In its first year, the project will produce one megawatt of power, roughly enough electricity to power about 450 homes. That will double to two megawatts next year and at its peak the facility will generate three megawatts, according to company officials. The $10 million investment in the project will allow for the sale of electricity to Hydro Québec for a 24-year period.
"In addition to generating electricity, the project will reduce greenhouse gas production at the Granby site and will contribute to the Quebec government's 2012-2020 climate change goal of lowering greenhouse gas emissions by 20% versus the base year of 1990," explained Marc Couture, General Manager of Terreau Biogaz.
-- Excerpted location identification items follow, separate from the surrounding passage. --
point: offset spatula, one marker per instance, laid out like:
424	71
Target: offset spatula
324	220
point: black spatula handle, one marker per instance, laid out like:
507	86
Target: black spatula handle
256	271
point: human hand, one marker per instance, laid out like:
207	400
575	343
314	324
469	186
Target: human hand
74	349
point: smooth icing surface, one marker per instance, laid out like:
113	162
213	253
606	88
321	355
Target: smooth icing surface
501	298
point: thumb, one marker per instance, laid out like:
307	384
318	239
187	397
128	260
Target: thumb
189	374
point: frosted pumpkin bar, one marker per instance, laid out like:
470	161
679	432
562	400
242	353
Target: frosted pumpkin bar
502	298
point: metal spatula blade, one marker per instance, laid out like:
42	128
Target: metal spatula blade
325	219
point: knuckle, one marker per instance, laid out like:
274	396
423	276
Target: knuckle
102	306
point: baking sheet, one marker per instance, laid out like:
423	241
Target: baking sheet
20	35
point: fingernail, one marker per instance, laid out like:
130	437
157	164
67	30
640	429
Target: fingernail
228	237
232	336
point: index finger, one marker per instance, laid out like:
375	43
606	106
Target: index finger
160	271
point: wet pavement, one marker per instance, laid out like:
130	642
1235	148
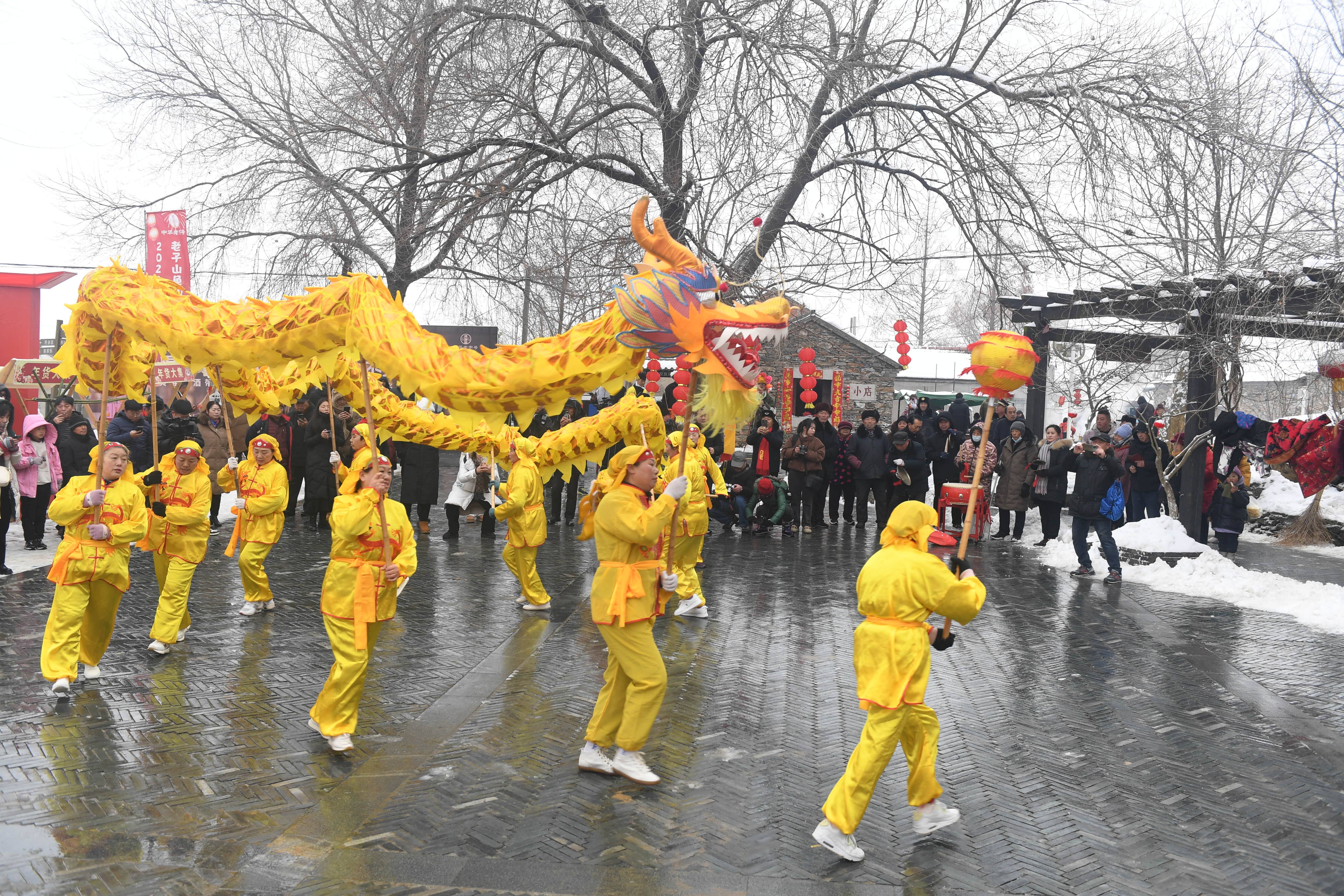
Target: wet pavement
1097	739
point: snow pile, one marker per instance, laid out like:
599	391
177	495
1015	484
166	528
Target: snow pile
1158	535
1211	575
1284	496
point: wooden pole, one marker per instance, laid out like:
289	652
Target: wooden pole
103	420
154	418
681	465
975	496
373	447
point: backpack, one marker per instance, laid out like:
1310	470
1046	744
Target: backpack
1113	506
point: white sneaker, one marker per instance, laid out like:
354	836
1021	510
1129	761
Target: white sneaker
593	760
687	605
840	844
933	816
630	763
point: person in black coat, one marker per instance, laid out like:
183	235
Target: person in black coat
868	455
960	414
1051	484
908	457
1146	488
1095	468
1228	514
831	439
320	483
768	432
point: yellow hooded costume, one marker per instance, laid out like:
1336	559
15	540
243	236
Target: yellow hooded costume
91	575
625	600
265	487
526	515
178	538
693	519
898	589
357	596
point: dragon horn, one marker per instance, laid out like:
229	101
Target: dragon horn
660	241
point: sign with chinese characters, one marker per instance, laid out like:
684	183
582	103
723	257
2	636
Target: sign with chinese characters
166	246
863	393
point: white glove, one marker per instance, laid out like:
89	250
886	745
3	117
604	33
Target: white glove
677	488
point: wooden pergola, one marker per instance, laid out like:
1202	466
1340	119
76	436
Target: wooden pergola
1183	316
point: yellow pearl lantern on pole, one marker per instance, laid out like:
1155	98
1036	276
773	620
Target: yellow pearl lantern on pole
1002	362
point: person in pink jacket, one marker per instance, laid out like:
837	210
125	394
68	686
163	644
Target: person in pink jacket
37	467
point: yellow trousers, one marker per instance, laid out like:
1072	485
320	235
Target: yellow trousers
256	585
174	586
686	553
336	711
522	563
78	628
916	729
636	682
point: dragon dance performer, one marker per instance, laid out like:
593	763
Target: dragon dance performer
263	496
526	515
627	598
91	567
898	588
693	523
359	592
179	528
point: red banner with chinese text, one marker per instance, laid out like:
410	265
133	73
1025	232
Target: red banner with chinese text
166	246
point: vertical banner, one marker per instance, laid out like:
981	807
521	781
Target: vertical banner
166	246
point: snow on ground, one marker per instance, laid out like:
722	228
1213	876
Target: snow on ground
1285	496
1213	575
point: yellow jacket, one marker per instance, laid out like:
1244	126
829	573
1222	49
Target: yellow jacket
80	558
186	528
630	531
898	588
525	508
358	546
267	491
694	515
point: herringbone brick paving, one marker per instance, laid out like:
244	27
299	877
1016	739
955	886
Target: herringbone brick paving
1085	757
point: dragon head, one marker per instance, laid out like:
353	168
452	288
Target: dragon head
671	304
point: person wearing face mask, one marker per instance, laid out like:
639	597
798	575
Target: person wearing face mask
92	565
263	490
1014	491
359	592
630	592
179	528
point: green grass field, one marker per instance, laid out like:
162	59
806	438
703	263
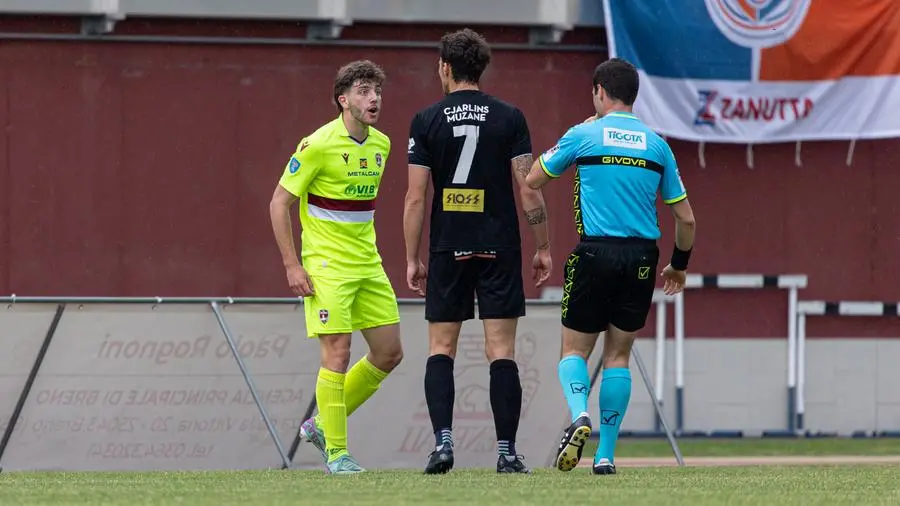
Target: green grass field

"As well as collecting methane from the new cells at the Granby site, we have retrofitted the old landfill with a gas collection system to also feed the generators. We estimate this will reduce the release of greenhouse gases from the old landfill by about 30,000 tonnes of CO2 per year. This is a further example of our teams' innovation, underlining TransForce's commitment to the environment and revenue generation. We thank Hydro-Québec, MRC de La Haute-Yamaska, Granby, and Sainte-Cécile-de-Milton municipal officials who have been most supportive with this project," said Alain Bédard, chairman, president and CEO of TransForce.
TransForce has commenced a similar project at its Moose Creek landfill in Eastern Ontario. Construction on the facility is underway and it is expected to be selling power into the grid by October. At its peak, the facility should generate close to seven megawatts of power annually, the company said.